Anthropic Tool Schema Validator

Validate Anthropic Claude tool definitions before sending them to the API.

Paste your Claude tool definition JSON and validate it against Anthropic's tool-use spec — tool name format, required description, input_schema structure, property types, and nesting depth — so the Messages API accepts it cleanly. It runs free in your browser on Gera Tools, with nothing uploaded.

Last updated Source: Gera Tools

How does an Anthropic tool differ from an OpenAI one?

Anthropic tools use input_schema (a JSON Schema object) rather than parameters, and the tool object is flat — name, description, and input_schema at the top level — instead of nested under a function key.

Validate Claude tool definitions

Claude’s tool use relies on a precise tool schema, and a malformed input_schema or a thin description leads to rejected requests or poor tool selection. Paste your tool definition here and get an instant checklist against Anthropic’s spec — name format, description quality, input_schema structure, property types, and nesting depth — before you add it to your tools array.

How it works

The validator parses your JSON and checks the shape Anthropic expects: a flat object with name, description, and input_schema. Unlike OpenAI’s nested function.parameters, Anthropic puts the JSON Schema directly under input_schema, which must be { "type": "object", "properties": { … } }. The tool verifies the name matches the allowed pattern, the description is present and substantive, every property declares a type, and the schema isn’t nested too deeply for Claude to fill reliably.

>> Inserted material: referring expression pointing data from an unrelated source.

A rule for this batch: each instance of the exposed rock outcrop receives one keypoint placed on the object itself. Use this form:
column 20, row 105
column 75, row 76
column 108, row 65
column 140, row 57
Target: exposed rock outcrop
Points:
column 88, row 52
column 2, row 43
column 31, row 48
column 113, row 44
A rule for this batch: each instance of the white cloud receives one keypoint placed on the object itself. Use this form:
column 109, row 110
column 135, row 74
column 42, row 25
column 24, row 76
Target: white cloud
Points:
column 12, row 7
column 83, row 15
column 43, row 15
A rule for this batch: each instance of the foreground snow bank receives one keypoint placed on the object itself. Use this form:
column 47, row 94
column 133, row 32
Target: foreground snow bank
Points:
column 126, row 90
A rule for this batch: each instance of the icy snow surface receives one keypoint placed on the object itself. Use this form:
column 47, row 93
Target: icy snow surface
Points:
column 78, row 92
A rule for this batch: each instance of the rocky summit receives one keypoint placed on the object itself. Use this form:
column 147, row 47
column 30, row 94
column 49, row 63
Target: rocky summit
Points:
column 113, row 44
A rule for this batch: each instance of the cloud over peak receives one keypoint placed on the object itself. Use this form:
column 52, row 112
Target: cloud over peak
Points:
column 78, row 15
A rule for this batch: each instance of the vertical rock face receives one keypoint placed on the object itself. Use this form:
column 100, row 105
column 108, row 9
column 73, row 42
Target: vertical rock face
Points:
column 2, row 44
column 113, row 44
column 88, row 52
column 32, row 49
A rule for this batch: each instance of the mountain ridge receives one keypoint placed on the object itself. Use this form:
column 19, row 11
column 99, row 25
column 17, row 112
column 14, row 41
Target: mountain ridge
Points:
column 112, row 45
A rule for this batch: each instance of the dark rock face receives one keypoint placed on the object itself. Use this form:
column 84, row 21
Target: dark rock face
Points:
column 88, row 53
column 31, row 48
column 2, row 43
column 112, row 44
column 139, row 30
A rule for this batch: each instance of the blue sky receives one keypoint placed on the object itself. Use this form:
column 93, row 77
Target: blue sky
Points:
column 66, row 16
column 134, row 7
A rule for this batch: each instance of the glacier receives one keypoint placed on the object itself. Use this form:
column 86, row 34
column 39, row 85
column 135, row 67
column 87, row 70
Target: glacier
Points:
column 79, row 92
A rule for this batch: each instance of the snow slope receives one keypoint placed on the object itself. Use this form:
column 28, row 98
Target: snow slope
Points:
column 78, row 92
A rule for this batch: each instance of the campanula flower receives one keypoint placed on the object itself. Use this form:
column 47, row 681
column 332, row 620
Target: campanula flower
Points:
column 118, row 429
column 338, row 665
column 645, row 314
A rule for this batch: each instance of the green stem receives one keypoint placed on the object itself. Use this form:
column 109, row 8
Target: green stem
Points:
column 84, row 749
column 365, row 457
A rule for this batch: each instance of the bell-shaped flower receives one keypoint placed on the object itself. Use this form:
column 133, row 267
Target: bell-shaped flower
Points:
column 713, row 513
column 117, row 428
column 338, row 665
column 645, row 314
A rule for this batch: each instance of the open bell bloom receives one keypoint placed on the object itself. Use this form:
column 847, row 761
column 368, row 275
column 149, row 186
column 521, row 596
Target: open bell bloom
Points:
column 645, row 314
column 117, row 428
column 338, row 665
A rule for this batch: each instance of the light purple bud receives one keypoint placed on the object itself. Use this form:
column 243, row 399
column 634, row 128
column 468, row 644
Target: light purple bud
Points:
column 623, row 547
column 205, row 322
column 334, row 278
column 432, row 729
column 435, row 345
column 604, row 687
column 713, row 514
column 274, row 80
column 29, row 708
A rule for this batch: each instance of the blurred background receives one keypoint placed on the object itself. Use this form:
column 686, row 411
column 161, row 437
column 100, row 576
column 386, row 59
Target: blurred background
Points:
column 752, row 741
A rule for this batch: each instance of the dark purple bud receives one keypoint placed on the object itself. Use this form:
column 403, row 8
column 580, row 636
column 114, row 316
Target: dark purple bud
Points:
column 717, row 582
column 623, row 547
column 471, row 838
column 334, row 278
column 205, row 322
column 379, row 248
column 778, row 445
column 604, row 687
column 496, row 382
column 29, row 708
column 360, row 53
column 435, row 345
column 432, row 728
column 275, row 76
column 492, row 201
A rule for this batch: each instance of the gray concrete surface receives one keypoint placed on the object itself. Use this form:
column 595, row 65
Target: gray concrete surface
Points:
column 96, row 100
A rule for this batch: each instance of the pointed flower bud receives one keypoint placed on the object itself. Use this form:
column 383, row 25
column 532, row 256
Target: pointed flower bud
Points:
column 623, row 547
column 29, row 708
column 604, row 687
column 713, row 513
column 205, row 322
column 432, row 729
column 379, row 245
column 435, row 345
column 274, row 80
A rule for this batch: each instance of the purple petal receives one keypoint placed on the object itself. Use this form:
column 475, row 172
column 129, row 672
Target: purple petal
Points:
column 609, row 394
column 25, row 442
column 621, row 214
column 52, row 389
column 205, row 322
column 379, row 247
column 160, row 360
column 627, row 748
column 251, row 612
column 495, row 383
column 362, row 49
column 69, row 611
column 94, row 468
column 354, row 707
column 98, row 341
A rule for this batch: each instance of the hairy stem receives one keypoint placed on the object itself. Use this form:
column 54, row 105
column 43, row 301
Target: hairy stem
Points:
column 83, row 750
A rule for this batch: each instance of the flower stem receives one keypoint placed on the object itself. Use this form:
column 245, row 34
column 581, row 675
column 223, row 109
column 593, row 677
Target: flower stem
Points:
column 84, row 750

What a valid Anthropic tool definition looks like

{
  "name": "get_weather",
  "description": "Fetch the current weather for a location. Call this when the user asks about weather conditions, temperature, or whether to bring an umbrella.",
  "input_schema": {
    "type": "object",
    "properties": {
      "location": {
        "type": "string",
        "description": "The city and country, e.g. London, UK"
      },
      "unit": {
        "type": "string",
        "enum": ["celsius", "fahrenheit"],
        "description": "Temperature unit, defaults to celsius"
      }
    },
    "required": ["location"]
  }
}

What the validator checks

CheckWhy it matters
Name matches ^[a-zA-Z0-9_-]{1,64}$Spaces or punctuation cause the API to reject the tool array
Description present and non-trivialClaude selects tools primarily from descriptions; thin descriptions lead to missed or wrong calls
input_schema is type: objectThe API requires a JSON Schema object at the top level
All properties declare a typeUntyped properties confuse Claude about what to fill in
Nesting depth is reasonableDeeply nested schemas produce unreliable fills; flatten where possible

Common mistakes

  • Wrapping in a function key. Anthropic’s format is flat — name, description, input_schema at the top level. OpenAI wraps in {"type": "function", "function": {...}}; these are not interchangeable.
  • Omitting required. Without a required array Claude may leave out inputs you need, since it cannot distinguish truly optional from accidentally omitted fields.
  • Vague descriptions. “Looks up a value” is not enough. Describe what trigger should prompt Claude to call the tool and what each parameter controls.
  • Free-form strings where enums work. If a field accepts only "asc" or "desc", say so with an enum — it dramatically reduces hallucinated values.

Tips

  • Write rich descriptions. Claude leans on the tool description more than most models; explain when to use the tool and what each field means.
  • Use required explicitly so Claude knows which inputs it must provide.
  • Prefer enums and flat structures over free-form strings and deep nesting — they produce far more reliable tool calls.